812.6363/2442
The British Ambassador (Howard) to the Under Secretary of State (Olds)
My Dear Colonel Olds: Permit me to invite reference to letters recently exchanged between yourself and Sir J. Broderick of this Embassy regarding a request filed by a Mr. H. H. Hallatt, acting on behalf of the British-owned Company “El Aguila” for permission to explore for oil on certain lands near Puerto Mexico, in the State of Vera Cruz, belonging to four United States citizens. I now write to say that the attention of His Majesty’s Government has been drawn to a case exactly analogous to that forming the subject of the above-mentioned correspondence where the Richmond Petroleum Company, a United States Company which is a member of the Association of oil producers, has applied for concessions covering lands in Mexico owned by a British interest since a date prior to the constitution of 1917. As was true with the United States citizens concerned in the case which you brought to this Embassy’s notice, the British owners in the present instance, (the Mexican Estates Company, a subsidiary of S. Pearson and Sons Ltd.) are not members of the Association. This Company’s property, consisting of certain lots in the district of Tonalapa amounting to 862 hectares, was at one time leased from them by the El Aguila Company and such lease was allowed to lapse. By virtue of this lease the landowner establishes a pre-constitutional title. This was the very situation which obtained in the case of the property of the United States landowners known as El Plan, where the Transcontinental Petroleum Company held a lease which they allowed to lapse. In the first instance the Richmond Petroleum Company have applied for a post-constitutional [Page 173] concession (over the head of the landowners) and in the second instance the El Aguila have applied for a similar concession.
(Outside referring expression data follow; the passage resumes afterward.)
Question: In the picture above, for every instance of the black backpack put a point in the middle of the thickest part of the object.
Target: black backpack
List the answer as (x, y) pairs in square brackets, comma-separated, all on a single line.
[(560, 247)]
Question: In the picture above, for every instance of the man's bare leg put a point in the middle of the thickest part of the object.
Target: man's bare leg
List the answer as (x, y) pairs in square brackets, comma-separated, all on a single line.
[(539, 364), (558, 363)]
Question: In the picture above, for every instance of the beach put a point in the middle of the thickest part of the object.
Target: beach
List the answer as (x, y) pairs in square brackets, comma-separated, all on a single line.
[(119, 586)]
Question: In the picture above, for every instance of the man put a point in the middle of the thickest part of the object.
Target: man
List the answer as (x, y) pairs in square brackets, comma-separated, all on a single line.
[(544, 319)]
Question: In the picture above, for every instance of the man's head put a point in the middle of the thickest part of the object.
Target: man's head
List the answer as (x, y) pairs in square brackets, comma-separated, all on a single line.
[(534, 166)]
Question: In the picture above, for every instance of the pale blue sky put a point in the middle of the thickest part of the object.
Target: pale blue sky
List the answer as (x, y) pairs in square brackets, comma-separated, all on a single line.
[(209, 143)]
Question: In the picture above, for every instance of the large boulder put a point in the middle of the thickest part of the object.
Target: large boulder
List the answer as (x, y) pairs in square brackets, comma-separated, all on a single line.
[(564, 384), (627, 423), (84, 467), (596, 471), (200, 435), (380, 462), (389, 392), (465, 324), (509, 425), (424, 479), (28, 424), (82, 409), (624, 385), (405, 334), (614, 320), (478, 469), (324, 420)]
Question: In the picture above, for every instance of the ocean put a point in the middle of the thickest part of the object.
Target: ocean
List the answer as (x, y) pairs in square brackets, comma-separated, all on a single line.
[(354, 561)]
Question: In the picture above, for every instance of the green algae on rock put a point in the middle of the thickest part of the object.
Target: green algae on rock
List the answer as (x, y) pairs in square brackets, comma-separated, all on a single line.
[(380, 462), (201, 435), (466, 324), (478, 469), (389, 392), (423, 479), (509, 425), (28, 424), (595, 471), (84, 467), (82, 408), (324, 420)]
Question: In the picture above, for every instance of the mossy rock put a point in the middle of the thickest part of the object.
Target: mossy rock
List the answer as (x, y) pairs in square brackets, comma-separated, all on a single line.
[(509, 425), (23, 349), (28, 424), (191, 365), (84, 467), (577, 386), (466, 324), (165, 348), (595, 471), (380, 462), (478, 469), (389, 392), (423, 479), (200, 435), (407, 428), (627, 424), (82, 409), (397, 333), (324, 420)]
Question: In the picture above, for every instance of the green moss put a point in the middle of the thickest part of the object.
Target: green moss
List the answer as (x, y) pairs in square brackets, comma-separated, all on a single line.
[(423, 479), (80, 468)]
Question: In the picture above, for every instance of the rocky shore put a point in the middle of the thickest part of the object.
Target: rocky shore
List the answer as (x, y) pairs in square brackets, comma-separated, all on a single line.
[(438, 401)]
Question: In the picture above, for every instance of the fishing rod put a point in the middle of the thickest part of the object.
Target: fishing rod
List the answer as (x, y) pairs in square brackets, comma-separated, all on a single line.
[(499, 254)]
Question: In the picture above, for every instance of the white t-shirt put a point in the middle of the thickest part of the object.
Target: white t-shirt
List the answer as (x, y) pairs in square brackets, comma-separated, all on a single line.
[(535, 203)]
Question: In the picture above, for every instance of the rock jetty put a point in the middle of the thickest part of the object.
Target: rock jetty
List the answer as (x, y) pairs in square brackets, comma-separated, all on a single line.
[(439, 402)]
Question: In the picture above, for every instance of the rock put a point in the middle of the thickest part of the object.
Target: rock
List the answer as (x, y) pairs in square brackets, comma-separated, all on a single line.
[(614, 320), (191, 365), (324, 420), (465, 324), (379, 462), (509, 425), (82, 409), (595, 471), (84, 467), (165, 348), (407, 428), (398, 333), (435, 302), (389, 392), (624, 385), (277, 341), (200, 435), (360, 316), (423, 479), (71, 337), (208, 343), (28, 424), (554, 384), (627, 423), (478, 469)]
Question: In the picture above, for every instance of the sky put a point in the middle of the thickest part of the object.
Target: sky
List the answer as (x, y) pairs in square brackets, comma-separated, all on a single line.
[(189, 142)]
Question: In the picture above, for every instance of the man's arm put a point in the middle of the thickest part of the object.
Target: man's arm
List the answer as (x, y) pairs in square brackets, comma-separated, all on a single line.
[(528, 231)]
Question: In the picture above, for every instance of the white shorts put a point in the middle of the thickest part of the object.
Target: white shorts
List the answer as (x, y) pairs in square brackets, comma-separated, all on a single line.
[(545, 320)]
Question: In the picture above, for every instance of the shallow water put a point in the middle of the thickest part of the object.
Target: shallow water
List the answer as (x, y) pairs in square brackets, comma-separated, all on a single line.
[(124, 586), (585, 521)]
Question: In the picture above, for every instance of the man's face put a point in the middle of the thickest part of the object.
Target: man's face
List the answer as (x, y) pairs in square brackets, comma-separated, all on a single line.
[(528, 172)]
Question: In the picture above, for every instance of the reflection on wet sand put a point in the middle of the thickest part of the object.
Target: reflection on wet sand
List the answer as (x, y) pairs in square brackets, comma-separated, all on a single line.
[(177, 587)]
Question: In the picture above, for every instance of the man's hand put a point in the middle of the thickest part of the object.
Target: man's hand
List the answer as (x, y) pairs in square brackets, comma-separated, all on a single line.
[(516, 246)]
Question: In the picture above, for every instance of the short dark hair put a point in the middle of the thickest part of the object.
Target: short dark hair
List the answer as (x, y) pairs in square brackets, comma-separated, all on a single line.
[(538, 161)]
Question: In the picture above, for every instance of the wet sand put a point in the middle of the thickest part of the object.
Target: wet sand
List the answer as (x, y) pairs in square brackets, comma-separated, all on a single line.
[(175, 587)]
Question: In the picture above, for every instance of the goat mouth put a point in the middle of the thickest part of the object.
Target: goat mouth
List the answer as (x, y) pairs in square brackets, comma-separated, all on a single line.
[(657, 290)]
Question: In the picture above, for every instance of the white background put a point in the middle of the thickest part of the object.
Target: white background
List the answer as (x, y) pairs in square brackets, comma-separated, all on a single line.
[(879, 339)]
Inasmuch as the present case is thus in all essential respects parallel to that dealt with in the correspondence under reference, I am now writing, on instructions from His Britannic Majesty’s Principal Secretary of State for Foreign Affairs, to enquire whether the United States Government would be prepared to use their good offices to secure from the Richmond Petroleum Company an undertaking identical with that obtained from the British principals in the former instance and conveyed to you in Sir J. Broderick’s letter of October 20th viz.: an assurance that the Company will be prepared to conform (with retroactive effect in regard to this case) to any amendment of the existing agreed procedure which may be adopted by the Association of Oil Producers as a whole.